Intra-population Genetic Structuring
Allelic diversity may be similar in the four taxa because of occasional historical gene flow between them (resulting in hybrids), or as a result of their recent speciation (Larridon et al. 2015). Allelic diversity (AR, Ae) of Copiapoa cinerea subsp. krainziana is slightly lower compared to the other taxa, possibly due to small sampling range (sampled individuals grew close together, whilst individuals sampled of other taxa occurred over a larger range). Nonetheless, sampling reflects the natural state since C. cinerea subsp. krainziana is a narrow endemic (Fig. 4).

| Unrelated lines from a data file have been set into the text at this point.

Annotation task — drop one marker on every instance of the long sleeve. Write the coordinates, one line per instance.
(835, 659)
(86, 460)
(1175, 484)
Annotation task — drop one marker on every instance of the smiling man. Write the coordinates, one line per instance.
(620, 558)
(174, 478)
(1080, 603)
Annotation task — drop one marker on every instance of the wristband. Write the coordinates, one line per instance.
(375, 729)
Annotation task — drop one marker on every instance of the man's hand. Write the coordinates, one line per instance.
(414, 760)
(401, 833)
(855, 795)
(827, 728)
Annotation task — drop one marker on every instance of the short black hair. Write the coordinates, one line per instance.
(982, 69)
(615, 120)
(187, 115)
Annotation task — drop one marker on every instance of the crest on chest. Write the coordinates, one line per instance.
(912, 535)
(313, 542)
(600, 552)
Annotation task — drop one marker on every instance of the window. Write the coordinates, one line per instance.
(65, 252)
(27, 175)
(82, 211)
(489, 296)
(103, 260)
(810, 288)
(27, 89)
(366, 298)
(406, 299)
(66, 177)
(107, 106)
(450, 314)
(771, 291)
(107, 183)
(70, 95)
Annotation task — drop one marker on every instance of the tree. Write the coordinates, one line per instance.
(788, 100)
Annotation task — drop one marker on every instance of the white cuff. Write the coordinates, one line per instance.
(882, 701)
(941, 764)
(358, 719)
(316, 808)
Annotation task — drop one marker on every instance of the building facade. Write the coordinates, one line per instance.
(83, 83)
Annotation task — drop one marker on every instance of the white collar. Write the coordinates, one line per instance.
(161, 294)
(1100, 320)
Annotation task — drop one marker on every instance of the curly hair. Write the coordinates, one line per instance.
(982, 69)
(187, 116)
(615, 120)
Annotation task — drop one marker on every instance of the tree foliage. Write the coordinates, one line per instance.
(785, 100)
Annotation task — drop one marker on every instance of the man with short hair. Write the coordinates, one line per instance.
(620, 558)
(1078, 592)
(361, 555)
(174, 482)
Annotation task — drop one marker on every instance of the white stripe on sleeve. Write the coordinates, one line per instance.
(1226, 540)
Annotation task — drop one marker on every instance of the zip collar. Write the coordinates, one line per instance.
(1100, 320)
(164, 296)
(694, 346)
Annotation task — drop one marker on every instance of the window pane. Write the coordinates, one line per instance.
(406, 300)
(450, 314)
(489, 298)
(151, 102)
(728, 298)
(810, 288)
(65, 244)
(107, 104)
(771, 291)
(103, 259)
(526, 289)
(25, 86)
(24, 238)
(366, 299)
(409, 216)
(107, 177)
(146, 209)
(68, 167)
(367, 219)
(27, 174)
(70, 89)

Compared with a population genetic study of Astrophytum asterias using some of the same microsatellite markers and similar sample size per population (Terry et al. 2012), a higher number of alleles per population was retrieved in this study (Table 1). Comparing values in Table 1 with those obtained for wild populations of Mammillaria huitzilopochtli and M. supertexta (Solórzano et al. 2014), they are of a similar level. FIS was significantly greater than zero (Table 1) in all populations, suggesting a level of inbreeding within each of the four studied taxa. This detected inbreeding could be due to: (1) a low number of individuals per taxon leading to a higher level of homozygosity; or (2) reproductive biology.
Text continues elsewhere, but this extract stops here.